Text Image Unwarping Module Development Tutorial¶
I. Overview¶
The primary purpose of Text Image Unwarping is to perform geometric transformations on images in order to correct issues such as document distortion, tilt, perspective deformation, etc., enabling more accurate recognition by subsequent text recognition modules.
II. Supported Model List¶
Model Name | Model Download Link | MS-SSIM (%) | Model Size (M) | information |
---|---|---|---|---|
UVDoc | Inference Model/Trained Model | 54.40 | 30.3 M | High-precision Text Image Unwarping Model |
The accuracy metrics of the above models are measured on the DocUNet benchmark dataset.
III. Quick Integration¶
❗ Before quick integration, please install the PaddleX wheel package. For detailed instructions, refer to the PaddleX Local Installation Guide
Just a few lines of code can complete the inference of the Text Image Unwarping module, allowing you to easily switch between models under this module. You can also integrate the model inference of the the Text Image Unwarping module into your project.

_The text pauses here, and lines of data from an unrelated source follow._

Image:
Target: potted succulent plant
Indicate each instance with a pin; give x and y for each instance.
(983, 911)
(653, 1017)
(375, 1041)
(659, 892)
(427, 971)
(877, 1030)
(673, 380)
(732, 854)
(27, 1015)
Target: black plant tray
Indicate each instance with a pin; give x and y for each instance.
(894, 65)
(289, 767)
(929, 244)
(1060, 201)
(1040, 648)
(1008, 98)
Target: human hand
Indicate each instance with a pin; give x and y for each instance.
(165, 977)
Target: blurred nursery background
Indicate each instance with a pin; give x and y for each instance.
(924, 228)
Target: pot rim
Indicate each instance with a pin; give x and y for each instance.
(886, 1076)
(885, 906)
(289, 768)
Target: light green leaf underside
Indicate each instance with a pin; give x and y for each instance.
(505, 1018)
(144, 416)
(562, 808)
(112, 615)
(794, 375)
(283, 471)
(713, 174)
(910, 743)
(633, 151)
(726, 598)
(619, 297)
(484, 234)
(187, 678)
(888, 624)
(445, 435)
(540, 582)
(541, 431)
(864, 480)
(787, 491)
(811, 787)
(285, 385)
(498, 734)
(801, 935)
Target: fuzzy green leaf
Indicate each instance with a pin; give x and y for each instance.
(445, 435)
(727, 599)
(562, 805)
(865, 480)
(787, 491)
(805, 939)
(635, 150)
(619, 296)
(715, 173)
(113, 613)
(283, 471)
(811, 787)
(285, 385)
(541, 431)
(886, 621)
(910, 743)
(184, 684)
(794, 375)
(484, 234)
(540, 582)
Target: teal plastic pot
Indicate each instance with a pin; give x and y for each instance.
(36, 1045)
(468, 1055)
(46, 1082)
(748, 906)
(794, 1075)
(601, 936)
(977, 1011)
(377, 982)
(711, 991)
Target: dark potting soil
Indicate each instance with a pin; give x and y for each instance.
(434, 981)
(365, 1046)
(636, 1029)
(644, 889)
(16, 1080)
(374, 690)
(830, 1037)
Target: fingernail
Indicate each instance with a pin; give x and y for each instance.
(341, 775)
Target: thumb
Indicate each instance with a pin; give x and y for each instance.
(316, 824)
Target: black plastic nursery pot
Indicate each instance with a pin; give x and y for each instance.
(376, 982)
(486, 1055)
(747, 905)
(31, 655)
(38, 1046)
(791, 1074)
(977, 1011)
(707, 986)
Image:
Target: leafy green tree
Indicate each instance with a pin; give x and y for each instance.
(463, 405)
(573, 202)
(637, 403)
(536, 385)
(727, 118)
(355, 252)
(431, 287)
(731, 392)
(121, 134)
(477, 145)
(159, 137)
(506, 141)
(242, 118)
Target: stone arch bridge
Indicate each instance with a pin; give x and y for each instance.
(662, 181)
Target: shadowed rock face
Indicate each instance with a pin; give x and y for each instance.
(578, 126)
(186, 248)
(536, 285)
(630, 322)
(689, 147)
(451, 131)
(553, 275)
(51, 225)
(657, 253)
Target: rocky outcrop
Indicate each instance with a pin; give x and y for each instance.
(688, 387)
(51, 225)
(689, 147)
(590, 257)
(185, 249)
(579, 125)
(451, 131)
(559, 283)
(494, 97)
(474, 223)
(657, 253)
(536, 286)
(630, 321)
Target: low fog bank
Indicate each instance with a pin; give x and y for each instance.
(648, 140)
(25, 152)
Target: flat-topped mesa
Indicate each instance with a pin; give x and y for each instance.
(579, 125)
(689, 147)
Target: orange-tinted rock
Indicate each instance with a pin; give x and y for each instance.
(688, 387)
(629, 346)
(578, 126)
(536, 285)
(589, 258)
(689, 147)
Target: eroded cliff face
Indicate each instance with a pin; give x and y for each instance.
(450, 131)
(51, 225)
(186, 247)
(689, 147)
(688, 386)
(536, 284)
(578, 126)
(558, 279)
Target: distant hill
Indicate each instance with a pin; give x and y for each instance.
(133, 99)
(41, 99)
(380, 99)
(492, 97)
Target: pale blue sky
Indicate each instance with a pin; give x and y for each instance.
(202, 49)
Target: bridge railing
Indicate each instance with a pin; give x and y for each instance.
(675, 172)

Before running the following code, please download the demo image to your local machine.
from paddlex import create_model
model = create_model("UVDoc")
output = model.predict("doc_test.jpg", batch_size=1)
for res in output:
res.print(json_format=False)
res.save_to_img("./output/")
res.save_to_json("./output/res.json")
IV. Custom Development¶
The current module temporarily does not support fine-tuning training and only supports inference integration. Fine-tuning training for this module is planned to be supported in the future.